President Obama’s leadership has made America stronger, safer and more secure than we were four years ago. Mitt Romney has nothing to offer in Monday’s debate but more bluster, a record of blunders and a commitment to endless war.
- Mitt Romney is not ready to be Commander-in-Chief. Every time he has had a chance to prove he is, he’s failed. He gets the facts wrong, undermines relationships with our allies, often highlights his lack of experience, has a team of ideologues committed to endless war, and confuses who our top enemies are.
- Must Watch: This new OFA video on Romney’s approach to foreign policy.
- Iraq: The President kept his promise to responsibly end the Iraq war and bring our troops home. Romney is listening to the same advisors who were responsible for that war, and he called the President’s decision to bring all our troops home “tragic.” Romney has made it clear that he wanted to leave tens of thousands of troops there, indefinitely and without any strategy.
- al-Qaeda: The President refocused on the terrorists who actually attacked us on 9/11, devastating al-Qaeda’s leadership and bringing Osama bin Laden to justice. Romney said it wasn’t “worth moving heaven and earth” to take out the world’s most wanted terrorist.
- Afghanistan: The President has a plan to end the war in 2014, and we’re already bringing our troops home. Romney doesn’t have a plan to end the war at all, and would likely keep us there indefinitely – just as he would have done in Iraq.
- Libya: Romney was all over the map, first opposing intervention in Libya and then supporting it after it succeeded. He told donors in the infamous “47 percent” video that he would readily politicize an international tragedy – and in his response to last month’s attack on our embassy, that’s exactly what he’s done. As President Obama said in the last debate, that’s not how a Commander-in-Chief operates.
- Israel: The President has consistently affirmed his ironclad, unshakeable support for Israel, standing up at the U.N. for Israel’s right to self-defense, standing up to Iran, and sending Israel record levels of security assistance funding. Romney said he’d do the “opposite.”
- Iran: The President has been clear that he will not let Iran get a nuclear weapon – period. He has imposed the toughest sanctions on Iran in history, which are crippling Iran’s economy and which even Romney admits are working.

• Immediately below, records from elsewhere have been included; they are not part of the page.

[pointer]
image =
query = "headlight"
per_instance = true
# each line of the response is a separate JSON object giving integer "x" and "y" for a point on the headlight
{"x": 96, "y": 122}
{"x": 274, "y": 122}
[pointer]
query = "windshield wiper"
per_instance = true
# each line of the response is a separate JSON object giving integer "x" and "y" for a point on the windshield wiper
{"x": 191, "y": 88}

Romney has talked tough, but hasn’t offered to do a single thing the president isn’t already doing. If Romney thinks it’s time to go to war, he should say so.

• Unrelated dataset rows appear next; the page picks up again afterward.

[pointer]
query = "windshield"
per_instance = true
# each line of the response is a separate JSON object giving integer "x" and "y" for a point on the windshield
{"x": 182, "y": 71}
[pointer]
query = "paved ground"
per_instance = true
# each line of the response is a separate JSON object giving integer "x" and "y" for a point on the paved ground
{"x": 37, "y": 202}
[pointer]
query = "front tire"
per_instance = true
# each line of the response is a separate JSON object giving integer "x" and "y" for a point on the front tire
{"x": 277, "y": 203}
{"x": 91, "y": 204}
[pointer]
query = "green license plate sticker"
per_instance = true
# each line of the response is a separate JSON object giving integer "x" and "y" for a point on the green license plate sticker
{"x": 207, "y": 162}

- Alliances: The President has strengthened our alliances while remaining true to the values that make our nation great. We’ve brought the international community together to confront shared challenges: fighting the war in Afghanistan, taking out a dictator in Libya and putting the most pressure in history on Iran over its nuclear program. Romney managed to insult one of our closest allies during his foreign trip this summer.
· China: Romney’s empty rhetoric can’t hide his investments in Chinese piracy, outsourcing and horrific labor conditions. Experts agree that his pledge to label China a currency manipulator would spark a trade war, hurting American workers and businesses. When the President stood up for American tire workers and enforced trade laws against China, Romney called it “bad for the nation and our workers.”

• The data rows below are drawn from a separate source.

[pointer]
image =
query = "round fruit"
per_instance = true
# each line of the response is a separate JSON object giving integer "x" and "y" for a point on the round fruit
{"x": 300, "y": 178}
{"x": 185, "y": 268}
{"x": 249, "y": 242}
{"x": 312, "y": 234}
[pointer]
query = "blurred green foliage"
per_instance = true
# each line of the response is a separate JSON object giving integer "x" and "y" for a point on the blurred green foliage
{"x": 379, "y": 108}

- Defense Budget: No one wants to see these massive, across-the-board cuts happen under sequestration – which Paul Ryan voted for and championed. The President has a balanced plan to stop them while reducing our deficit by more than $4 trillion over the next decade. But Romney, Ryan and their allies in Congress are standing in the way by refusing to ask the wealthiest to pay even a nickel more in taxes – at the expense of our national security.